About – WM5G Ltd is a new organisation, set up by the West Midlands Combined Authority (WMCA) and the Department for Digital, Culture, Media & Sport to deliver the strategy and further the aims of the WM5G Programme. WM5G is the UK’s first region-wide 5G test bed, designed to achieve citizen, public and private sector benefits from 5G and accelerate 5G deployment across the region. WM5G is part of the DCMS 5G Testbeds and Trials Programme, ensuring the UK can take early advantage of applications, maximise productivity and efficiency benefits to the UK from 5G, create new opportunities for UK businesses and encourage inward investment.
Andy Street, the Mayor of the West Midlands and chair of the WMCA, said: “As the nation’s 5G testbed, the West Midlands is leading the way in showing what this exciting technology can do and how it can be rolled out to the rest of the UK. “We have seen today how 5G has the potential to save patients’ lives, but its new power and technology can also help grow our cutting edge industries that will create the jobs of tomorrow. “5G will be the backbone of our future economy and society, with local people here in the West Midlands reaping the benefits first.”
West Midlands Ambulance Service Strategic Operations Director, Craig Cooke, said: “The 5G network will allow us to further enhance clinical care in the mobile environment, building on the electronic patient record system (EPR) we have already implemented. In simple terms, 5G has the potential to help us provide better care, at the patient’s side, and provide increasingly diverse treatment plans for patients.
“For example, it could allow us to explore live clinical face-to-face consultation with patients at the scene, before the ambulance has arrived. Equally, crews could access specialist assessments and consultations while with the patient through video conferencing or even using new technologies under the remote guidance of consultants or other clinical specialists removing the need for patients to go to hospital. “
As an NHS Global Digital Exemplar, WMAS is already looking at how to extend the use of EPR and explore ways to improve interoperability with our partners such as UHB. One potential development could be the increase of data handover with acute providers to support better patient care. Early access to WMAS information from our vehicles can support the care the patients receive on arrival at hospital and the patient’s journey through departments. We already see this in cases such as heart attacks where hospital staff can view the patient’s ECG, but this could become a live data stream.
Use case showcase location and timeline
This use case was showcased in June 2019 at Medical Devices Testing and Evaluation Centre (MD-TEC) in UHB’s (University Hospitals Birmingham), prestigious simulation lab located in the institute of translational medicine in Birmingham, UK.

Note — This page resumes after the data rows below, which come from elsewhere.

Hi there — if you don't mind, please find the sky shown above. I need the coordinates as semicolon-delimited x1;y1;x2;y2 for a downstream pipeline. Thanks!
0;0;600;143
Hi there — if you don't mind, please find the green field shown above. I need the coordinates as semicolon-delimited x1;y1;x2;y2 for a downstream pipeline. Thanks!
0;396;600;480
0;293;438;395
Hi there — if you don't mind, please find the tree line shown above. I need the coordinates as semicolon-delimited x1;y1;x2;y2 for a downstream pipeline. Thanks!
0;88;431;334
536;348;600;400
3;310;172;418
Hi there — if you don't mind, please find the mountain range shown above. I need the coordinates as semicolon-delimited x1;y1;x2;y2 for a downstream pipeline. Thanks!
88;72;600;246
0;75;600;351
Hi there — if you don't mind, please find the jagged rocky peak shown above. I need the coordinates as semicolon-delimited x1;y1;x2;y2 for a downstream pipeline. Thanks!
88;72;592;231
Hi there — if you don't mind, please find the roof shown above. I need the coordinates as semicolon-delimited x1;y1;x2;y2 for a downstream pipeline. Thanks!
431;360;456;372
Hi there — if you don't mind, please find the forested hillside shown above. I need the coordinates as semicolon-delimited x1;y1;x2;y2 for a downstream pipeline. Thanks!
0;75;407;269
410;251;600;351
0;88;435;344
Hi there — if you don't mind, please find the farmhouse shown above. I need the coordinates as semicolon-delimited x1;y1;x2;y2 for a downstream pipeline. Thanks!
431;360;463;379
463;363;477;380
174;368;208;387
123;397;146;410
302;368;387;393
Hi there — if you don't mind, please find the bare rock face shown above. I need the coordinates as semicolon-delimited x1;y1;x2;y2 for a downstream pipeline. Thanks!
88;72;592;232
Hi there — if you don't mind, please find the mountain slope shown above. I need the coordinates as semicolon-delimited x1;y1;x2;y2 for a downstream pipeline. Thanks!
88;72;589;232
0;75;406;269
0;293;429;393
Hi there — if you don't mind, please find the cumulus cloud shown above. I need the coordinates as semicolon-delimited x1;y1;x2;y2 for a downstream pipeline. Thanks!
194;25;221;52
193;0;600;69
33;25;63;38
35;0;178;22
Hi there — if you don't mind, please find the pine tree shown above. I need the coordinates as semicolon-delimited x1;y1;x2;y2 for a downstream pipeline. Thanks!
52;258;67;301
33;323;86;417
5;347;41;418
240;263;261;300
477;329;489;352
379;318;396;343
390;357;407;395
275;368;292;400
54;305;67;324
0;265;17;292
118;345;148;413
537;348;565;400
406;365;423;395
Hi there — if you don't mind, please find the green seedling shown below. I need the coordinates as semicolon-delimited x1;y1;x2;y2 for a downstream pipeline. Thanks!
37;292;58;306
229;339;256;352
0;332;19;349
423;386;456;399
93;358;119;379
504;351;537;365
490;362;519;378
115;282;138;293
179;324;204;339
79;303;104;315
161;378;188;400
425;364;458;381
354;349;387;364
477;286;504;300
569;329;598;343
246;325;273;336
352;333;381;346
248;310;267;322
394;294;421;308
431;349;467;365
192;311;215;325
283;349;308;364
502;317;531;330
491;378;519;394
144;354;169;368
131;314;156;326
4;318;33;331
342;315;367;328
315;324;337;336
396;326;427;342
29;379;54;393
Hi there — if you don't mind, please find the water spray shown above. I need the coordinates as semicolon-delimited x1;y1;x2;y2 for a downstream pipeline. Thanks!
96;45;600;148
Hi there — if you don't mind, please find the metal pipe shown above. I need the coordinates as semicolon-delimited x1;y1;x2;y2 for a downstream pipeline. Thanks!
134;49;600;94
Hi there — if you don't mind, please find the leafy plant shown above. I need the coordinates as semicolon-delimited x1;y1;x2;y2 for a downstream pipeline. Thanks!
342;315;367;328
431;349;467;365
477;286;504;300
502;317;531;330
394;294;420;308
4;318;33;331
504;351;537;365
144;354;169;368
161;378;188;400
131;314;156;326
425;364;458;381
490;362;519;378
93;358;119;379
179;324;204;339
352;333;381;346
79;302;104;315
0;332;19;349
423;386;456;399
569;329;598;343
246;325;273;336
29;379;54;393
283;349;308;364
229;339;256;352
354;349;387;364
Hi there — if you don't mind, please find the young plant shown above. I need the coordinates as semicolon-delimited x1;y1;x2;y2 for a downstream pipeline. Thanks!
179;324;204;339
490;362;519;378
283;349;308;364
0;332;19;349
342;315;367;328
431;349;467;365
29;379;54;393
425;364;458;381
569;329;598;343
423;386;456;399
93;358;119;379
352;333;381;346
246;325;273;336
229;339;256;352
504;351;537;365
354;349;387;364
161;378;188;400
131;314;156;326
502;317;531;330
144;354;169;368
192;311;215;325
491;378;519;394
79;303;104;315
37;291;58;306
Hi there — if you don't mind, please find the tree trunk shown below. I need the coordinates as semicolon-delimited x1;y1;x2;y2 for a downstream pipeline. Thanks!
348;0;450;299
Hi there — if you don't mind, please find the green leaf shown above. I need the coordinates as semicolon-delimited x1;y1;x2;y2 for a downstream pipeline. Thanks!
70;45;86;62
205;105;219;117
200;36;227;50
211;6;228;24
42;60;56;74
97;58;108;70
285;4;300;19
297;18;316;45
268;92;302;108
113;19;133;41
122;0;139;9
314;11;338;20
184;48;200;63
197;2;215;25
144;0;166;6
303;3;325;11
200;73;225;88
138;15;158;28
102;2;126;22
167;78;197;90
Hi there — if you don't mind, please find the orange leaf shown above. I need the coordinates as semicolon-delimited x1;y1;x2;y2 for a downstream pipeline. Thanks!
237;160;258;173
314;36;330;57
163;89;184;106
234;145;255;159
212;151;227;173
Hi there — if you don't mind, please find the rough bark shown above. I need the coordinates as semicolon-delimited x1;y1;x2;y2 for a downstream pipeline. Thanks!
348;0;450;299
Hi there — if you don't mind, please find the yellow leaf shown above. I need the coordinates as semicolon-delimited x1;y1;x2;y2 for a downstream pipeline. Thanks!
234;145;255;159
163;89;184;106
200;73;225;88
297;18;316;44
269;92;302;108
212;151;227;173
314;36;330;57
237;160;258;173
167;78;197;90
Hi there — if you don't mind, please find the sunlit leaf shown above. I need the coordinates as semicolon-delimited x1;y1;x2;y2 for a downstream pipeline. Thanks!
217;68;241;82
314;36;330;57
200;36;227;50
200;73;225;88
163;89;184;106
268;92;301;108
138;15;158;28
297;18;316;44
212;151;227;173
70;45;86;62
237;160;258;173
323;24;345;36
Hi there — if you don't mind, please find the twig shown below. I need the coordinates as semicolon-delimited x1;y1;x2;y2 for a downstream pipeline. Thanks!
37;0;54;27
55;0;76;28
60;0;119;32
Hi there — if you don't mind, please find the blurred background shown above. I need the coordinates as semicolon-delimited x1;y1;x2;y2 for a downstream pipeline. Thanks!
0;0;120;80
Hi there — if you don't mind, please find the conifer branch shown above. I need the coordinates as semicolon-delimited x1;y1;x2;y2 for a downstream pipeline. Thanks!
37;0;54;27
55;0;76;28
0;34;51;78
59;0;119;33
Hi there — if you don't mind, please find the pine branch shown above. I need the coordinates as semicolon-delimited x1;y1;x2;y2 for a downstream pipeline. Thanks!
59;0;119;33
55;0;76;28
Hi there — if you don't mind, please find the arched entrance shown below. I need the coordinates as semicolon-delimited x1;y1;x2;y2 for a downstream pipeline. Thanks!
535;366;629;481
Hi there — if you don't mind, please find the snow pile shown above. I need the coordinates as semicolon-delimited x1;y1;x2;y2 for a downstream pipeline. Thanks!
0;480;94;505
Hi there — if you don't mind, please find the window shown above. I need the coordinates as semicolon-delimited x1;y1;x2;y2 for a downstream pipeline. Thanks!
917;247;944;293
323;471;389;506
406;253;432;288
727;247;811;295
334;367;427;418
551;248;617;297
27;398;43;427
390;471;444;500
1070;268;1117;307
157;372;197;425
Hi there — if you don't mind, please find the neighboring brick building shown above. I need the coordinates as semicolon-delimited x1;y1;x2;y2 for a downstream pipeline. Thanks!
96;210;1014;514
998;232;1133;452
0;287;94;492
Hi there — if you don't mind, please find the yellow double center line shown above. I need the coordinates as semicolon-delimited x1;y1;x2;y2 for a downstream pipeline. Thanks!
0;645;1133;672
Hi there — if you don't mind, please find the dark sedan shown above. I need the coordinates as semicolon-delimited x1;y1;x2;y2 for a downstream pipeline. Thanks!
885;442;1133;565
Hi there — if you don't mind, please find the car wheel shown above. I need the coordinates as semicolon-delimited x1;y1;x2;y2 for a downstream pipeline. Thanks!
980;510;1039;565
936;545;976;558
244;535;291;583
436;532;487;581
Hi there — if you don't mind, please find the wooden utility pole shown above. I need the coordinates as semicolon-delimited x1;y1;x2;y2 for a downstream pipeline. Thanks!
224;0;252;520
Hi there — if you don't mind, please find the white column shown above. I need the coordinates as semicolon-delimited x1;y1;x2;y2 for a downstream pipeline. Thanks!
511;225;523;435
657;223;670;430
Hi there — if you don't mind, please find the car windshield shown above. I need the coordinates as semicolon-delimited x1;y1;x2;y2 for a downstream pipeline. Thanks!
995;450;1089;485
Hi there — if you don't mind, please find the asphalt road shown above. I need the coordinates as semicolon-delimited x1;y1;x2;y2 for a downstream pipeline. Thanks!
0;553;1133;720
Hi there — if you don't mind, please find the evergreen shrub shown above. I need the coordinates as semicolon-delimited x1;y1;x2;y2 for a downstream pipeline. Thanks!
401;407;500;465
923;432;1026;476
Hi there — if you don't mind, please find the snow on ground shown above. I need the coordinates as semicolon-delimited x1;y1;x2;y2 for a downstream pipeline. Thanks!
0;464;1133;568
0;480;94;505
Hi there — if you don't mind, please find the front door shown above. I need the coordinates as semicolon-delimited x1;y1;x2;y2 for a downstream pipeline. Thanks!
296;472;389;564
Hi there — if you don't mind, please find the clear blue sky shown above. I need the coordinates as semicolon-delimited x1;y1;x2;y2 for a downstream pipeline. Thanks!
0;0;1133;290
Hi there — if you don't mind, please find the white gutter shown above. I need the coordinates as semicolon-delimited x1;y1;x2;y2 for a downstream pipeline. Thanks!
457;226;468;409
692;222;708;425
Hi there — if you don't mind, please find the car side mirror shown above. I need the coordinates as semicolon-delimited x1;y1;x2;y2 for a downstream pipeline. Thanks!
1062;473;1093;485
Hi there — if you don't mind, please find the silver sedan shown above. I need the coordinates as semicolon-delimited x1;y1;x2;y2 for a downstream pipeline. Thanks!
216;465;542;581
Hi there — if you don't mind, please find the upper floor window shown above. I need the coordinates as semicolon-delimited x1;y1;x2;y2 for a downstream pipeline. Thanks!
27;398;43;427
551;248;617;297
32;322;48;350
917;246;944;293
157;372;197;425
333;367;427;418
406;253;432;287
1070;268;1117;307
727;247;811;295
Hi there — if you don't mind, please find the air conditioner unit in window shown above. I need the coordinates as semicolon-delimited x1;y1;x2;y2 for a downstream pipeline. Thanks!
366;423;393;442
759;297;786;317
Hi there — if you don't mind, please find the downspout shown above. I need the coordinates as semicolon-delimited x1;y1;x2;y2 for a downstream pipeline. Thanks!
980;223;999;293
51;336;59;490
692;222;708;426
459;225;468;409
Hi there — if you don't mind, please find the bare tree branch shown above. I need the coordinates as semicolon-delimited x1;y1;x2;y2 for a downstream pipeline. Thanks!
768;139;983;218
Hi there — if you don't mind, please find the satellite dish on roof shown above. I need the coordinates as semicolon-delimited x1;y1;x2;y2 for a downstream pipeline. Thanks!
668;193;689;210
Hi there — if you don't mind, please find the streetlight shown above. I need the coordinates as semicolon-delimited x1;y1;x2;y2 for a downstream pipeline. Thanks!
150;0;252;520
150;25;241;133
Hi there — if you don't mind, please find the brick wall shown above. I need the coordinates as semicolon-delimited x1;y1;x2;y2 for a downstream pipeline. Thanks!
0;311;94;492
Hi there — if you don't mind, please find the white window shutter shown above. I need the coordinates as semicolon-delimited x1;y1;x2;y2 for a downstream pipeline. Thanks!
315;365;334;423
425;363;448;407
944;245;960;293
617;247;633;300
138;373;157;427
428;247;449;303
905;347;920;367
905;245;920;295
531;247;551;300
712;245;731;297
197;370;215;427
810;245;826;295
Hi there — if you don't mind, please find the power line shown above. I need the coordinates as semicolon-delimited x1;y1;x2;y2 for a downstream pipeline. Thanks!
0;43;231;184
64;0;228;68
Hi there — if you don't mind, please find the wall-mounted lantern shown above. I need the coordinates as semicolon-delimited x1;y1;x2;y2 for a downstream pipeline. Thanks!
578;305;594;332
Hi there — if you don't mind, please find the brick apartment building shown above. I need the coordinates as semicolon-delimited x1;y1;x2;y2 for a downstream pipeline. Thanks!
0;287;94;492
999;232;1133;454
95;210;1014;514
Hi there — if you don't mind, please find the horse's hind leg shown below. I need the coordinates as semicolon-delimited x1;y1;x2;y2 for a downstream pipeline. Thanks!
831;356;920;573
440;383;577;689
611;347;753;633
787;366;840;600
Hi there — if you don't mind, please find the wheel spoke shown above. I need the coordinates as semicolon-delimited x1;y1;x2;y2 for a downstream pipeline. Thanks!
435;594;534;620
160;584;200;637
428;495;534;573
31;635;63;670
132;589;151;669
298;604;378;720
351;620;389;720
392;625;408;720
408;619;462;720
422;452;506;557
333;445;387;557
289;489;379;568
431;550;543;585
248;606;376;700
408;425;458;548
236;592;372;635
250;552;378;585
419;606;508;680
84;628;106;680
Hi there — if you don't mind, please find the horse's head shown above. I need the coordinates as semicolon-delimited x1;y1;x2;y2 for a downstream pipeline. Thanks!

Benefits of remote-controlled ultrasound scan over public 5G network
Enabling ultrasound scans to be performed by paramedics in the field and reviewed remotely by an expert clinician will bring a number of advantages to patients and to the NHS, such as:
- Speed up up diagnoses for patients
- Improve overall experience for the patients
- Reduce the number of ambulance journeys and emergency department visits
- Free up ambulance resources and
- Reduce pressure on emergency departments
Faster diagnoses can also assist in triaging patients, ensuring more effective outcomes for the patient, and increasing overall efficiency for the hospital.